A product of Chicago public schools, Mrs. Obama studied sociology and African-American studies at Princeton University. After graduating from Harvard Law School in 1988, she joined the Chicago law firm Sidley & Austin, where she later met the man who would become the love of her life.


After a few years, Mrs. Obama decided her true calling was working with people to serve their communities and their neighbors. She served as assistant commissioner of planning and development in Chicago’s City Hall before becoming the founding executive director of the Chicago chapter of Public Allies, an AmeriCorps program that prepares youth for public service.

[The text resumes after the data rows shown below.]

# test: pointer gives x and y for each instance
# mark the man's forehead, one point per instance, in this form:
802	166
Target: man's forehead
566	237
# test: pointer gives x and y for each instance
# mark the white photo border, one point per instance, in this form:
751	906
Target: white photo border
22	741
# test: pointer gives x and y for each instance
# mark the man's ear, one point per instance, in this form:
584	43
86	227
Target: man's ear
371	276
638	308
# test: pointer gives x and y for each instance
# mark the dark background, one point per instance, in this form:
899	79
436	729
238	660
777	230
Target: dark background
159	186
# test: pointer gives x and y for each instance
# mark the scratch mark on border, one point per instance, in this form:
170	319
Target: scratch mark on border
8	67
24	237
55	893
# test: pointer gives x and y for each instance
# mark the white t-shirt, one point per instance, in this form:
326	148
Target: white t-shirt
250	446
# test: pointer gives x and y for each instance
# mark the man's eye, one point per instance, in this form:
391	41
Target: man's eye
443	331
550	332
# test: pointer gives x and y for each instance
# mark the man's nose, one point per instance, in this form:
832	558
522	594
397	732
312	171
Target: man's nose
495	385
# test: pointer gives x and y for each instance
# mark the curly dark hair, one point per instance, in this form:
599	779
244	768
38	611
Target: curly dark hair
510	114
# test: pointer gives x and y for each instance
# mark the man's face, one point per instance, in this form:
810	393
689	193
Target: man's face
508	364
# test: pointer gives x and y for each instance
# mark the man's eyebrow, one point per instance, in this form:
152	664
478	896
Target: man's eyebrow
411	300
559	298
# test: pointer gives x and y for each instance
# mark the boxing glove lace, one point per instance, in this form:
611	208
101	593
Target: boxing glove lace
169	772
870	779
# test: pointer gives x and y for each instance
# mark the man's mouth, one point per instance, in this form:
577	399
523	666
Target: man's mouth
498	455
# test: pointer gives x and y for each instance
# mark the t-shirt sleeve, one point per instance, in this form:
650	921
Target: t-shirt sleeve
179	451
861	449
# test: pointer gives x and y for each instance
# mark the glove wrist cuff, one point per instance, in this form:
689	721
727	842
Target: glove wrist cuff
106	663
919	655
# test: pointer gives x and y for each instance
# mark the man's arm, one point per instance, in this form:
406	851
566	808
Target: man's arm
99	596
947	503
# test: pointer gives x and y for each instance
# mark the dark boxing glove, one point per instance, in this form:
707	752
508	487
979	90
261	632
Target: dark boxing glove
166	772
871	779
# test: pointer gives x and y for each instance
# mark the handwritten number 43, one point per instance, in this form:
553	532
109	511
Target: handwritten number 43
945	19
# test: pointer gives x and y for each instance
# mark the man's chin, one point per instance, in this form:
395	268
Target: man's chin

In 1996, Mrs. Obama joined the University of Chicago with a vision of bringing campus and community together. As Associate Dean of Student Services, she developed the university’s first community service program, and under her leadership as Vice President of Community and External Affairs for the University of Chicago Medical Center, volunteerism skyrocketed.


As First Lady, Michelle Obama looks forward to continuing her work on the issues close to her heart — supporting military families, helping working women balance career and family, encouraging national service, promoting the arts and arts education, and fostering healthy eating and healthy living for children and families across the country.


Michelle and Barack Obama have two daughters: Malia and Sasha. Like their mother, the girls were born on the South Side of Chicago.